Aktive Fans supporten: ihre Kicker, ihren Klub. Exzessiv, bis zur völligen Hingabe. Zuweilen halten sie inne, schreiten ein: nicht irgendwo, in der eigenen Kurve. Gegen Übergriffe auf Frauen, gegen Sexismus. Etwa bei den Erstligisten SC Freiburg und Werder Bremen in vergangenen Saisons. Ultras flaggten auf meterlangen Bannern in großen Lettern: »Love Football – Hate Sexism« und »Fight Sexism!« Oder unlängst auch im Donaustadion beim frischgebackenen Zweitligaaufsteiger SSV Ulm. Übergriffiges Verhalten werde auf deren Stehplatztribüne nicht toleriert – »niemals« –, steht in einem Flyer Ulmer Ultras. Fanprotest mal anders.

Zu Recht, notwendig allemal. Recherchen des SWR-Investigativformats »Vollbild« belegen das. Dafür hatte das Rechercheteam eine Onlineumfrage von Mitte April bis Anfang Mai gestartet. Rund 2.500 Personen, fast die Hälfte davon Frauen, beteiligten sich nach »Vollbild«-Angaben. Repräsentativ ist die Umfrage nicht. Aussagekräftig schon. Demnach hat fast jede vierte Frau sexualisierte Gewalt im Stadion, in Fanblöcken erfahren. Mindestens einmal. Männer waren zu knapp einem Prozent betroffen. Übrigens sind knapp 40 Prozent des Publikums in den Fußballarenen Frauen.

Die Umfrageergebnisse haben die SWR-Investigativen jüngst im TV ausgestrahlt – Titel: »Tatort Fußball – wie sicher sind Fans vor Übergriffen?« Darin kommen auch Betroffene selbst zu Wort. Die Hand am Hintern, im Schritt, an der Brust. Vorsätzlich. Im (Voll-)Rausch oder nicht. Einer Anhängerin des 1. FC Nürnberg ist das passiert. Im Mai 2022, beim letzten Saisonspiel gegen Schalke 04 im heimischen Max-Morlock-Stadion, nach dem Platzsturm. »Und dann weiß ich nicht, sind mir einfach nur die Tränen gekommen, und ich war dann sehr überfordert in dem Moment«, schildert die 22jährige. Kein Einzelphänomen. Weitere Betroffene erzählen in dem Beitrag ihre sexistischen Stadionerlebnisse. Auch von K.-o.-Tropfen, die ihnen unbemerkt ins Bier gekippt worden seien, oder davon: Typen pinkeln Frauen an. Hinterrücks, mitten im Fanblock.
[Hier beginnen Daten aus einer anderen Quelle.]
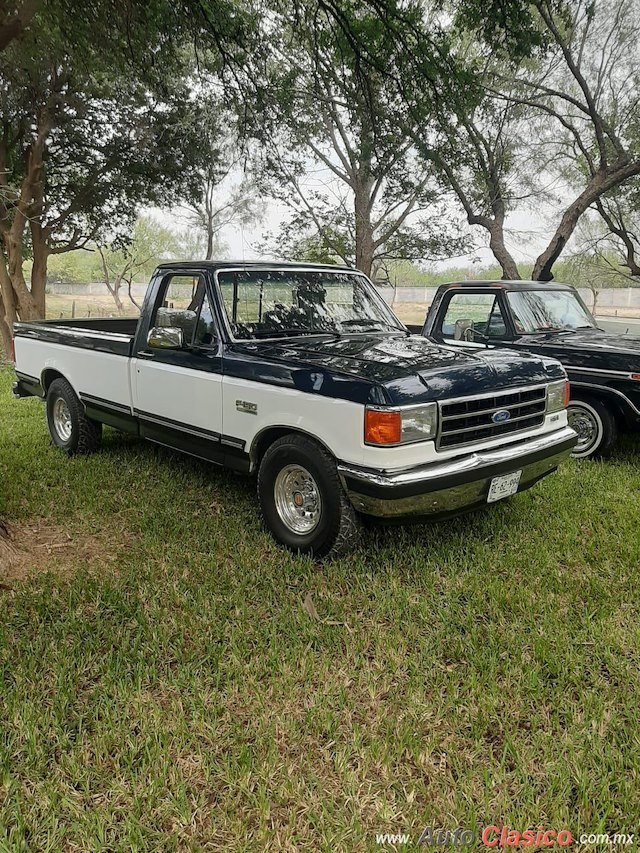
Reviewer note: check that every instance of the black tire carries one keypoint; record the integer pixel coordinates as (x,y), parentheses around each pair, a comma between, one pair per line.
(337,525)
(69,427)
(596,426)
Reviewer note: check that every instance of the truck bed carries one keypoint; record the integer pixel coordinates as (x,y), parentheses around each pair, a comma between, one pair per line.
(113,335)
Die Konsequenzen für die Gedemütigten seien sehr groß, wurde Helen Breit von der Supporters Crew Freiburg am Frauenkampftag gleichfalls vom SWR zitiert. »Ich kenne Frauen, die sind mehr oder weniger im Block aufgewachsen, haben sich nach einem Vorfall dann aber ein halbes Jahr unsicher gefühlt, wie sie sich da jetzt bewegen können.« Andere meiden Fußballspiele in Stadien jetzt komplett.
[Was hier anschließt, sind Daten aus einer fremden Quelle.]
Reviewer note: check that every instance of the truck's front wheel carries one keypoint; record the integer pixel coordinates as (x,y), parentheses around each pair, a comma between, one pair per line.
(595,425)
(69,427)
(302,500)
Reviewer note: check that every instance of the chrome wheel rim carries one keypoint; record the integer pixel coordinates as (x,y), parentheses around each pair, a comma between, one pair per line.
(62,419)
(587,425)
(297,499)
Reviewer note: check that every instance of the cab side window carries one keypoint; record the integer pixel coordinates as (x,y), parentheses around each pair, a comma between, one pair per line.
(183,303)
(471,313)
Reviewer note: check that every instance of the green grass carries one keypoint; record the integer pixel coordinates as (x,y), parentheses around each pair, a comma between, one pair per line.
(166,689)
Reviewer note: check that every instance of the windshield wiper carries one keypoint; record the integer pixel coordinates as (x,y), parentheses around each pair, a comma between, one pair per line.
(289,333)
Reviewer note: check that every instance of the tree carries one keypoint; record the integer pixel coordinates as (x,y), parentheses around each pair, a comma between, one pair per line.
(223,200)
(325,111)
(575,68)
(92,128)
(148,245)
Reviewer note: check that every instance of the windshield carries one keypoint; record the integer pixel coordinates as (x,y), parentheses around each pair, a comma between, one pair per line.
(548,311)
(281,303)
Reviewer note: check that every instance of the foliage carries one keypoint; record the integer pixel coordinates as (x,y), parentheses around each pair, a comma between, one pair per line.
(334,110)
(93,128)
Aber nicht nur organisierte Fanszenen sind gefordert, ferner Klubs. Anlaufstellen sollen Vereinsverantwortliche einrichten. Nach »Vollbild«-Recherchen haben 13 von 36 Erst- und Zweitligisten der Saison 2023/24 aber noch immer keine. Und die, die Schutzkonzepte haben, versagen oft. Beispiel: Hertha BSC. Hier heißt das Hilfsangebot »Wo ist Lotte?«. Einzelne Aufsteller befinden sich im Olympiastadion mit einer Kontakthandynummer. Helfer vom »Team Lotte« sind zudem in knalligen pinkfarbenen Westen im Stadionumlauf unterwegs, haben einen Schutzraum samt psychosozialer Notfallbetreuung. Jeder Ordner im weiten Rund soll beim Code »Wo ist Lotte?« sofort reagieren, Schutzsuchende an Teamer in Pink vermitteln. Ob das funktioniert, hat »Vollbild« mit versteckter Kamera an einem Spieltag gecheckt. Zwei von vier Getesteten des Stadionpersonals konnten mit dem Hilferuf nichts anfangen. Einer fragte irritiert: »Du suchst was zu rauchen?«

Ein laxer Umgang, der sich verbietet. Zumal Antidiskriminierungsinitiativen seit 2022 zu den Lizenzbedingungen der Deutschen Fußballiga (DFL) gehören. Aber: Diese Inis zählen zu den »C-Kriterien«. Fehlen derlei Konzepte und Anlaufstellen, bleibt das für die Klubs: sanktionslos.